Estrella's Prophecies #47
 
Someone will consider something you do prolific
until you stop doing it. Then someone who fell
in love with your potential will leave and go
shopping. Since life hasn't been easy, it's
no wonder shopping is not your bag. To cover
the loss take up a sport which fits the stereotype
people have of people like you. People with
mercantile difficulties need to teach their inner
child to buy through visualization, which also
costs less. Replaceable things fall through your
fingers over and again until you lose them. Throw away
your isotoners this spring. In the next life larger
gloves are necessary. You have a fine mind but it
cannot be seen. Except on third Saturday of this month.
Drop another coin in the slot and I will tell more.
 
 
Mr. McFee bribes Joey's palm reader
 
You came to answer a question whose answer
should be obvious. You come from a great
nomadic heritage and will remain unhappy
unless you travel many distant lands.
The space between these lines implies
your destiny would be best determined by
reading patterns of poured colored sand
on white paper by a tribe in Arizona.
This is your intelligence which curves
upward, except here where it's disrupted
by a strong heart line matter of
love. Your lifeline indicates a long,
adventuresome existence as long as you
never see Amanda McFee again.
 
 
After school special
 
Robinson Caruso moves along the isle
in movements we each become mired in
and hence go unrecorded. At that point
during day when words fail, literary figures
come to his aid speaking unavailable
tomes. For hands like yours time's great
garbage will appear. In a quote taken
from context disappear. We only supplant
your longing with ours. There is no
point in despair, we envy your situation
and each look for something to never find
a way out of. If, after leaving the island,
we see each other on the broad sea and I
don't say hello, don't take it personal.
 
 
Ed Kopta sets the stereo on fire
 
There once was a fire who went beyond
his means and then was declared bankrupt
in the court which judged him. My friend Josh
once fought fires to save the extinct animals
themselves but not the concept. There are
those lost in well treed forests with no
intention of leaving. They have left
their day jobs and are quite happily unrecorded.
But mostly when I think of fire, I think of
Ed watching the candle samba to the speaker's
backbeat. And how the woofer moved to
the candle's light flicker and, at that moment,
well versed in chemicalogical underpinnings,
how Edward knew to unite the ununiteable.

 
 

 
 

David Baratier is the editor of Hands Collected: The Books of Simon Perchik to be released later this year.
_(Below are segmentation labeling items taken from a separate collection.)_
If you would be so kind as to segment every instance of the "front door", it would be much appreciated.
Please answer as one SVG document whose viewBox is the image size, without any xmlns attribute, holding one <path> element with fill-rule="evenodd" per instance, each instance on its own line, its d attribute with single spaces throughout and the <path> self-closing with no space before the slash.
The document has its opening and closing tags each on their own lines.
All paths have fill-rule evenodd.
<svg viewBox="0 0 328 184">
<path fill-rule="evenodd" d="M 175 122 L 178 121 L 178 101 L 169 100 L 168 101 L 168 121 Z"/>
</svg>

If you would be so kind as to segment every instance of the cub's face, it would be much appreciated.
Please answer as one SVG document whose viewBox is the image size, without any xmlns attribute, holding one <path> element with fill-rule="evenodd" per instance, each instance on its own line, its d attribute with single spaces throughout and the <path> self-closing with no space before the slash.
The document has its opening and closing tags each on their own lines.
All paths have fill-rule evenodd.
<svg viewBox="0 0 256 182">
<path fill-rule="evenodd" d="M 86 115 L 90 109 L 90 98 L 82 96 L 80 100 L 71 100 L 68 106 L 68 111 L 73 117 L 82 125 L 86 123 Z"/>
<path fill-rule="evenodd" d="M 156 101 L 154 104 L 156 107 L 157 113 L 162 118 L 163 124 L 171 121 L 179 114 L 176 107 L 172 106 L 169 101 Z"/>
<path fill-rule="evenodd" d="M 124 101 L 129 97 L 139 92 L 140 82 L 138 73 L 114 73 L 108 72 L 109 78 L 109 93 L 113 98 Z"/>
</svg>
See his interview with Simon Perchik in Jacket # 8.
      Various of his own pieces have appeared or are forthcoming in Denver Quarterly, Red Brick Review, Jacket, Poet Lore, Slipstream, Quarter After Eight, Riverwind, Phoebe, Situation, Mirage Period(ical) #4, Logodædalus, Generator, Mass Ave, Poetry Motel, Poetry New York, Key Satch(el), and many others. He is also the founder and editor of Pavement Saw Press. A limited edition broadside was published by Oasia Press (Amman, Jordan). A Run of Letters was published in 1998 from PNY (Poetry New York) Press. These poems are from The Fall Of Because, forthcoming from Pudding House in 1999.